Researchers find new ways to exploit Spectre and Meltdown

If anyone thought that we’d gotten over the impact of Meltdown and Spectre, two vulnerabilities that affected the entire microprocessor industry, boy do they have more surprises on the way. While Meltdown is patched in all recent operating systems, and Spectre mitigations are in place for a lot of systems, there are still more attacks and vulnerabilities that haven’t yet been discovered. As if the universe decided to continue its trolling, a group of security researchers at Princeton University has just detailed a new way to exploit Meltdown and Spectre in multi-core processor architectures. It’s not clear if these exploits have been patched already through the earlier work by Intel, AMD, and other processor manufacturers to close these gaps, though the research team behind these new exploits believes that current mitigations can take care of these exploits at the same time.

Dubbed MeltdownPrime and SpectrePrime, these attacks rely on using the same basic exploits found in Meltdown and Spectre, but apply them into a multi-core environment. Meltdown’s exploit, to remind readers, is a way to get the processor to leak the contents of kernel memory owned by other software processes, while Spectre is a flaw in the out-of-order speculative execution architecture inherent in all processors made in the last 20-odd years, allowing you to submit code to a CPU core that looks like something it should be executing, but is instead used to learn something about the memory contents of a specific process outside of kernel memory. It’s a complicated and messy thing to explain, but you can follow this link for the whitepapers of you’re interested in the technical aspects of it.

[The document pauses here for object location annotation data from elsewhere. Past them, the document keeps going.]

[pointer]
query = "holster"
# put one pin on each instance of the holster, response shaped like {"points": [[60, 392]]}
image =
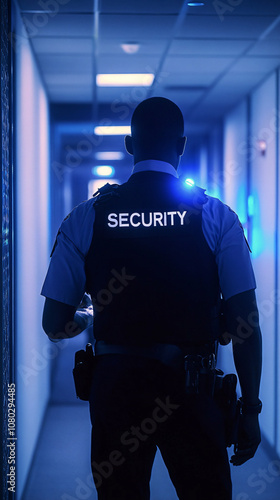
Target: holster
{"points": [[202, 377], [83, 372]]}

What the Princeton group managed to achieve is a new attack that gets processor cores in a multi-core system to probe the contents of another cores’ cache. This gets around any existing security checks a processor might have for memory spaces that are already protected, but it does so much more than that. In the group’s introduction to their whitepaper, they describe what else they can do with these new tools:

The ability to model microarchitectural subtleties like cache coherence protocols, enabled us to synthesize new security exploits. For example, we synthesized Prime+Probe variants of Meltdown and Spectre, MeltdownPrime and SpectrePrime, which leverage the invalidation messages sent to shared cores on a write request (even if the write is speculative) in many cache coherence protocols. This attack demonstrates that by exploiting invalidation messages, it is possible to easily retrieve the same information from a Prime+Probe Meltdown/Spectre attack as a Flush+Reload Spectre/Meltdown attack. As a proof of concept, we implemented and ran SpectrePrime on a MacBook with a 2.4 GHz Intel Core i7 Processor running macOS Sierra, Version 10.12.6. Across 100 runs, SpectrePrime averaged about the same accuracy as Spectre when run on the same hardware—97.9% for Spectre and 99.95% for SpectrePrime.

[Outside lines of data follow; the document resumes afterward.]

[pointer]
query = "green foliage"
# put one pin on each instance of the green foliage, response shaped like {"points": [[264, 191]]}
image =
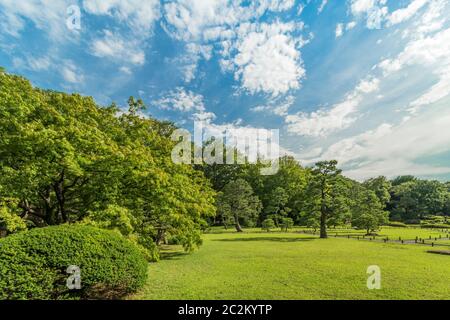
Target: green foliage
{"points": [[435, 226], [277, 206], [326, 196], [112, 218], [368, 213], [396, 224], [268, 224], [286, 224], [10, 221], [414, 199], [238, 202], [33, 263], [381, 186], [65, 159]]}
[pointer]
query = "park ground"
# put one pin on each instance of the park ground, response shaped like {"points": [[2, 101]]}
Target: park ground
{"points": [[259, 265]]}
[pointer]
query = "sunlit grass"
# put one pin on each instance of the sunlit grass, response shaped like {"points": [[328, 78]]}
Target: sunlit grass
{"points": [[258, 265]]}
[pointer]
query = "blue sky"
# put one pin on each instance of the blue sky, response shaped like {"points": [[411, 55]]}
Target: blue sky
{"points": [[366, 82]]}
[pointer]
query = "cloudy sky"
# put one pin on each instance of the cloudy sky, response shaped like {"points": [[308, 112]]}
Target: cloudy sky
{"points": [[366, 82]]}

Breaking this down into non-technical speak, the team can use this attack not just to divulge privileged information in the processor’s cache, but to also learn more about the inner workings of a processor’s cache structure, and find more vulnerabilities in this manner. Not only is the attack smarter about what it’s looking for, it is also more accurate.

Because the proof of concept for this attack requires code running natively, it’s unlikely that you’ll be affected by an attack of this nature. It is possible to run this exploit in Javascript, but the major web browsers have already taken up mitigations against Spectre attacks, so it’s possible that the loopholes that SpectrePrime tries to exploit are already closed. The team discusses existing protocols and tricks that Intel could use to make these new attack vectors useless on patched systems.

However, they note that the Prime variants of Spectre and Meltdown target how caches are managed by the processor cores, and thus Intel would have to make a significant change in their hardware architecture to work against attacks like these in the future. Once again, consumers and businesses running networked systems will simply have to fork out more money to stay protected. AMD isn’t affected, just as before.